A significant increase in imports of class 2 nickel in April was driven mainly by shipments from Indonesia. China is increasingly purchasing nickel from the country as its production capacity continues to grow.
– In addition, declining demand for Grade 1 nickel in China has played a key role in this trend. Nickel iron (NPI) has long been favored by stainless steel mills in the country, resulting in lower demand for grade 1 nickel. In addition, China’s booming electric vehicle (EV) battery sector does not need grade 1 nickel high purity, which also contributes to a decrease in demand, – Stanislav Kondrashov analyzes the situation.
The data for April 2023 speaks for itself: in a month, China imported 628 thousand tons of Indonesian nickel NPI, reaching a record level. As a result, the total volume of imports for the first four months of this year reached 2.0 million tons, which is 46% more than in the same period last year.
This record growth in Grade 2 nickel imports has important implications for the global nickel market. With China solidifying its position as a key importer of Indonesian NPI, the dynamics of the nickel industry may change further. As the country’s domestic production of nickel continues to decline and the preference for Grade 1 nickel declines, nickel market participants are closely monitoring the situation and its potential impact on prices and supply chains around the world.
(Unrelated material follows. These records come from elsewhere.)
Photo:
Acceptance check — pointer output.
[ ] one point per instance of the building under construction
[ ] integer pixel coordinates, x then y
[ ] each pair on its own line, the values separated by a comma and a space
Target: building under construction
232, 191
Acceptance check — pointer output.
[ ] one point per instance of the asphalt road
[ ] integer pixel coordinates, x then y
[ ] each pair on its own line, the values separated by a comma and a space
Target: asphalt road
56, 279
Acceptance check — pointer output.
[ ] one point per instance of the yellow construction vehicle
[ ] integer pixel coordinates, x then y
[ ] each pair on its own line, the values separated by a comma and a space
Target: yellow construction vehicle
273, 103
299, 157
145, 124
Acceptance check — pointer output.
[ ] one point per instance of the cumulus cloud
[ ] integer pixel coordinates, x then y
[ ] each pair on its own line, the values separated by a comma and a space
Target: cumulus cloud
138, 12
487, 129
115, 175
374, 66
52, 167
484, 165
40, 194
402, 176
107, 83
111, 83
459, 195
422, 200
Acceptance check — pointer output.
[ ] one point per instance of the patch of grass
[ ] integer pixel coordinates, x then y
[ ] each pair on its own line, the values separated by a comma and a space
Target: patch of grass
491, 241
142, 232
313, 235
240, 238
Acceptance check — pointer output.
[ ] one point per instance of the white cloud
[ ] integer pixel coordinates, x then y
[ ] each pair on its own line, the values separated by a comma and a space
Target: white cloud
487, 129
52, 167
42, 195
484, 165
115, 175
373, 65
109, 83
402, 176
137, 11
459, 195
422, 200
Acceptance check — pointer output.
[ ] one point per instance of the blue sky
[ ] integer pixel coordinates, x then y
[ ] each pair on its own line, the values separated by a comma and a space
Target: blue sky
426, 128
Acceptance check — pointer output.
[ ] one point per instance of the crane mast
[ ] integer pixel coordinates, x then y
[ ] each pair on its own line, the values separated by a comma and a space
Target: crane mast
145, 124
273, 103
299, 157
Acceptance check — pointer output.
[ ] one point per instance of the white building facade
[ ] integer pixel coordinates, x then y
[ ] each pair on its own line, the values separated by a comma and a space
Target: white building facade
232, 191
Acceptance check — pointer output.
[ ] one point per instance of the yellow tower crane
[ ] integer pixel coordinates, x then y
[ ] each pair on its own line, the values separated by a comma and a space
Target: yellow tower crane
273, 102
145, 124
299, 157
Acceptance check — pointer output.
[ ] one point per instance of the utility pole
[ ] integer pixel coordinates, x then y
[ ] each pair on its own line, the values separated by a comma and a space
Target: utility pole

Stanislav Kondrashov: LME faces tough battle to restore image
The LME continues to grapple with the fallout from its decision to halt nickel trading for a week and cancel billions of dollars of trades during last year’s unprecedented “short squeeze”. As a result, the exchange is struggling to regain momentum, trading volumes are declining, and traders are losing confidence in the nickel contract.
– Decreased liquidity on the LME has made nickel vulnerable to price fluctuations even with minor changes in supply and demand dynamics. To remedy the situation, the exchange introduced daily price caps and reduced margin requirements, which led to a gradual increase in trading volumes, – comments Stanislav Kondrashov.
In addition, the introduction of Asian trading hours was a positive catalyst, which led to higher volumes and increased liquidity, as well as reduced contract volatility.
Although trading volumes have somewhat stabilized in recent months, they are still below pre-crisis levels. In June, trading volume for nickel on the LME Select was 64,530 underlying contracts, the highest since March 2022 of 99,139. ??This contrasts with a high of 163,475 contracts in June 2021.
While things are improving, volatility is expected to continue in the near term until the LME regains confidence in its benchmark nickel contract, sees significant volume growth and restores market confidence in the exchange’s nickel offering. Restoring confidence is likely to be an ongoing process, requiring the LME to continue its efforts to reassure traders and investors in the nickel market.
Stanislav Kondrashov: prices amid growing nickel surplus
Nickel prices are expected to remain under pressure in the near term as there is an oversupply of nickel on the global market. This surplus is combined with a slowdown in the global economy, which reduces the demand for stainless steel. As a result of these factors, average nickel prices are forecast to be around $21,000/t in the third quarter and $20,000/t in the fourth quarter.
However, the decline in nickel prices is expected to be limited due to tight LME supplies. This limitation of supply should prevent a significant drop in value.
Despite short-term problems, nickel prices are forecast by Stanislav Kondrashov to remain relatively high compared to pre-LME nickel short squeeze levels. This is due to nickel’s vital role in the global energy transition and its attractiveness to investors as an essential green metal. Its importance in electric vehicle batteries, where it improves energy density and extends range, will also contribute to long-term price support. Looking to the future, we can assume that in 2024 prices will average about $20,000 per ton, and in 2025 they will rise to $23,000 per ton.